David Oats, a former newspaper editor who lives in Forest Hills, has been actively involved in the campaign for years and says now is the time to return it. “This week we are delivering a packet to Albany for the governor, the state archives and the legislature,” he said. “This is non-negotiable. We want the Remonstrance on permanent loan to the Queens Museum of Art.”
Jim Folts, supervisor of reference services at the archive in Albany, said Tuesday that the state does loan documents, but for only a short period of time. “Reputable organizations (such as museums) can apply and there is a review process to ensure the proper environment,” Folts said. “Loans are usually for no more than three months because even a small amount of light can cause degradation to the document.”
Oats, who is chairman of the Flushing Remonstrance Committee, has received approval from the museum’s board and its director, Tom Finkelpearl, for the request.
“The state says it would require security, a temperature-controlled display and proper lighting.

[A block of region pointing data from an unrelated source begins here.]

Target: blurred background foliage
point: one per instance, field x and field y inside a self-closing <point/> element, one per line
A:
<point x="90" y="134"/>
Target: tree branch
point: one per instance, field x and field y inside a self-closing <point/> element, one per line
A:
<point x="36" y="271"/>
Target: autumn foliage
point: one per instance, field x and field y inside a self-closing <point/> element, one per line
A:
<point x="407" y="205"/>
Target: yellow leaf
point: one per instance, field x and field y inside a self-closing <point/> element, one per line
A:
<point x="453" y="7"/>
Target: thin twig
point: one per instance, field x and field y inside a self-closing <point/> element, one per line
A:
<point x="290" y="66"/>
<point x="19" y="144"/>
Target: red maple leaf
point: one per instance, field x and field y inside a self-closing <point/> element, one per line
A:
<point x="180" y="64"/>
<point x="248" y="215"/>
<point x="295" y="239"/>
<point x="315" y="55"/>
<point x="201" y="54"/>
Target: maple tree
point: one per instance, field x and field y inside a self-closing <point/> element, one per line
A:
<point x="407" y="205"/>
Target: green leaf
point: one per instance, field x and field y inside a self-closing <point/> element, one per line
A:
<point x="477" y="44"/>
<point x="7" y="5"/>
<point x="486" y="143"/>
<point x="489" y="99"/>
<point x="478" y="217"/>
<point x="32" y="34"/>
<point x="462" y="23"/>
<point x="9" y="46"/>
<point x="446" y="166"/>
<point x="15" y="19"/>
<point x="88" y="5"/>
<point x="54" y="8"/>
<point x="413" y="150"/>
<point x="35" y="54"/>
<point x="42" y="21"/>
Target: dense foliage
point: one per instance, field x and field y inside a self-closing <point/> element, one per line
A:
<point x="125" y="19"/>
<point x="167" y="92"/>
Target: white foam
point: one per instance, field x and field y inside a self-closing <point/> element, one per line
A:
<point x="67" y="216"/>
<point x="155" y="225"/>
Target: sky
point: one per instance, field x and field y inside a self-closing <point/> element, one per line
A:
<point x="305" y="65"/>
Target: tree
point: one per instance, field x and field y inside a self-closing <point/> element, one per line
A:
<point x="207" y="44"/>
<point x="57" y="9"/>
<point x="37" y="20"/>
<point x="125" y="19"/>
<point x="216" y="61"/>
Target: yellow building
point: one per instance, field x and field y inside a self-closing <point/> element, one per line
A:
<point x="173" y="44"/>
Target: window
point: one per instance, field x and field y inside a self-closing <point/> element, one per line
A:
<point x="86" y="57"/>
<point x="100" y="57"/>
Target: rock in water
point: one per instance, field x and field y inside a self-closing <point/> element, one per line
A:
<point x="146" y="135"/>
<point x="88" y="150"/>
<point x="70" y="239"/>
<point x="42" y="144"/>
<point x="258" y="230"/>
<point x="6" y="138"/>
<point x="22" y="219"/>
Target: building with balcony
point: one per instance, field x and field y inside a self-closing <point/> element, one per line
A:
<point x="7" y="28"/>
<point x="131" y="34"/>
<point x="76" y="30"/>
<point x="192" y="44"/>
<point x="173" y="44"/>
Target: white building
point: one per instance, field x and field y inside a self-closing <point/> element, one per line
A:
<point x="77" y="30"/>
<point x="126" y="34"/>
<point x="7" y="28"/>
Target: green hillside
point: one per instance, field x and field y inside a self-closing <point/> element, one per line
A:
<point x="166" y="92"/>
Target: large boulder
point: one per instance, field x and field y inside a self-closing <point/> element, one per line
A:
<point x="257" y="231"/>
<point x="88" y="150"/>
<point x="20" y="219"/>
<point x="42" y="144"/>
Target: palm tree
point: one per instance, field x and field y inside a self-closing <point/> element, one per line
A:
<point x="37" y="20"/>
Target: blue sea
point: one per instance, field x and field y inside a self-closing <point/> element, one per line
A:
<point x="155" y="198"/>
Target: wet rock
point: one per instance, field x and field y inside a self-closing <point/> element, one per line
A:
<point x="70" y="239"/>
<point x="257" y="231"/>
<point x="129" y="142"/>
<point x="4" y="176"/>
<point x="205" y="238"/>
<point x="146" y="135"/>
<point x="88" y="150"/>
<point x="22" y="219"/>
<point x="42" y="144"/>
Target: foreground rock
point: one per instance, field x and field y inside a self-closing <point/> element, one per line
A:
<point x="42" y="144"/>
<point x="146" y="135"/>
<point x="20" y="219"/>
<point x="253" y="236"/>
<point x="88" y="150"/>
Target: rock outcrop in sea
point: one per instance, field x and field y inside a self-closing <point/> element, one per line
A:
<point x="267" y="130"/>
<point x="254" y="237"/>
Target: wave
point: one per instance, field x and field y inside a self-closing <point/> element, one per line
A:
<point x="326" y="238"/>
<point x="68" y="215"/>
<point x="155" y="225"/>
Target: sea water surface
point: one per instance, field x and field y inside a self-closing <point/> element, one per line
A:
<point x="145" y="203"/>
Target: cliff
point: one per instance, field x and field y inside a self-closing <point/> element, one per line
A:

Well, the museum has promised all that,” Oats said. “What better place than in a museum near where the document was signed.”
His group will hold a news conference with religious leaders at the museum on April 17th to urge the governor to allow the document to be moved in time for its 350th anniversary in December 2007.
Meanwhile, Oats has created a Web site where residents can sign a petition asking the governor to give the document back to the Flushing community. To access it, go to www.flushingremonstrance.org.
The document has only been brought back to Flushing three times in its long history. Six years ago, Oats put pressure on the state and was able to have it displayed at the Flushing Library. Prior to that, the Remonstrance was brought back on its 300th anniversary, when a postage stamp was issued, and during the 1976 U.S. bicentennial.
“It is part of our history that has for far too long been forgotten,” Oats said. “Now the push is on to return it to Queens, one of the most ethnically diverse places on earth.”
He called the document “an inspiring example of the courage of the ordinary citizens of 1657, the determination of one man to stand up for freedom and the wisdom and tolerance of the people of the Netherlands to grant this basic right—and a concept that has more meaning in today’s world of religious intolerance.”
Godfrey will spend eight days on his trip and has promised to keep a diary similar to John Bowne’s journey in the 1600s.